The recognition performances for the four-finger vein pattern, palm, and palm dorsal patterns are compared in verification mode, which are as follows:
From Table 3, it can be seen that the four-finger vein pattern can achieve EER=2.14. Although the performance of recognition by four-finger vein pattern does not outperform those for palmprint and palm-vein pattern, the accuracy of the proposed pattern can meet the needs of mobile applications.
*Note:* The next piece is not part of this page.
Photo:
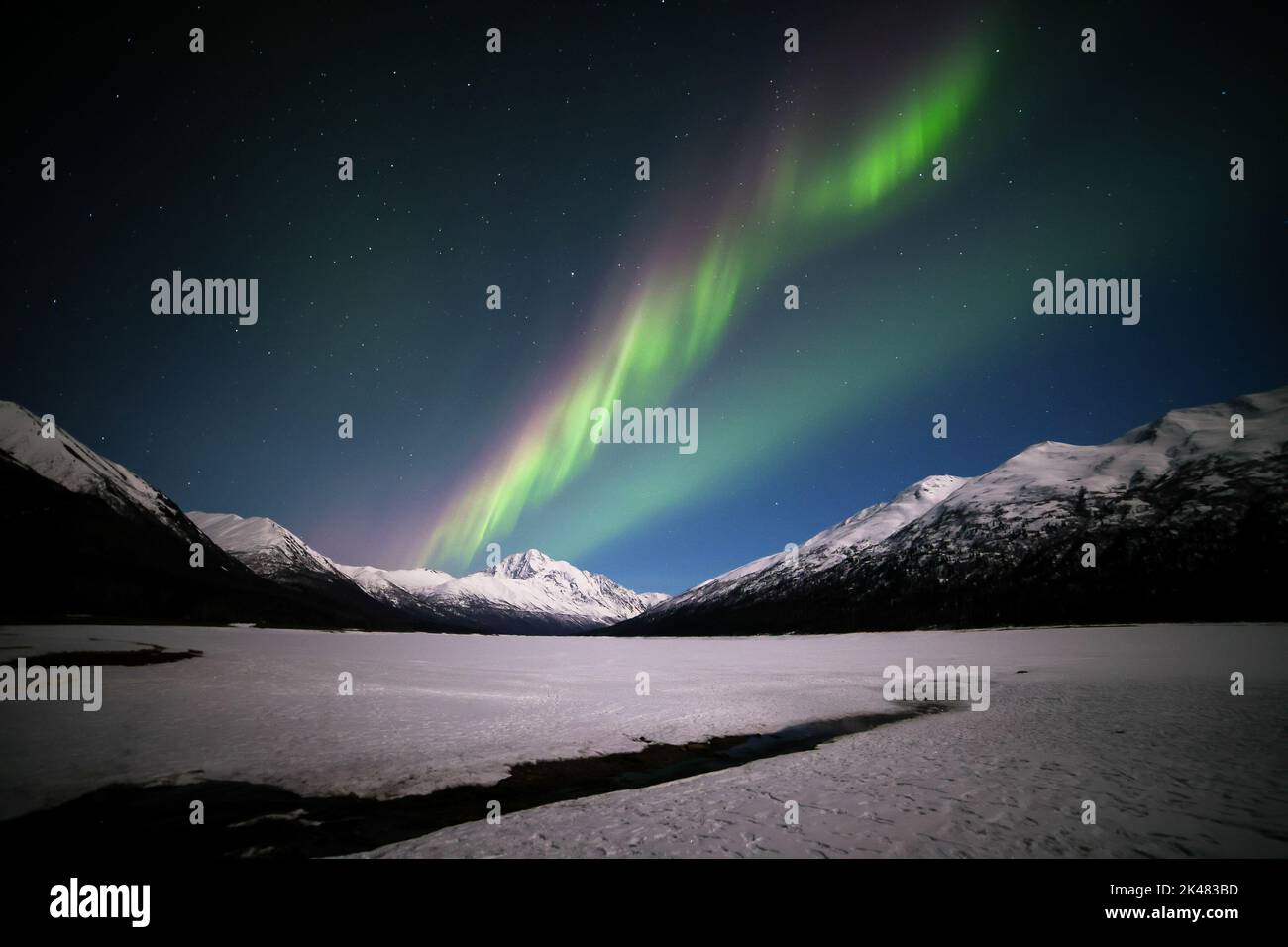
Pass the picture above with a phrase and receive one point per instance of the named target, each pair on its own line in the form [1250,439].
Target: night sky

[TABLE 3.] List of relative biometrics and their performances in verification mode
List of relative biometrics and their performances in verification mode
Previous studies have focused on transmission-type finger vein recognition, or reflection-type recognition that uses palm or palm dorsa rather than the finger region, and are therefore not suitable for mobile consumer device application. In this paper, reflection-type finger vein recognition that can be used in mobile consumer electronics was proposed. Based on a reflection-type finger vein image database, the proposed method achieved a recognition rate of 97.3% when six images are in the training set. Although the recognition rate is not better than that for transmission-type recognition, the proposed reflection-type finger vein recognition can be used for personal identification and it is suitable for mobile consumer applications, which cannot be implemented by a transmission-type method.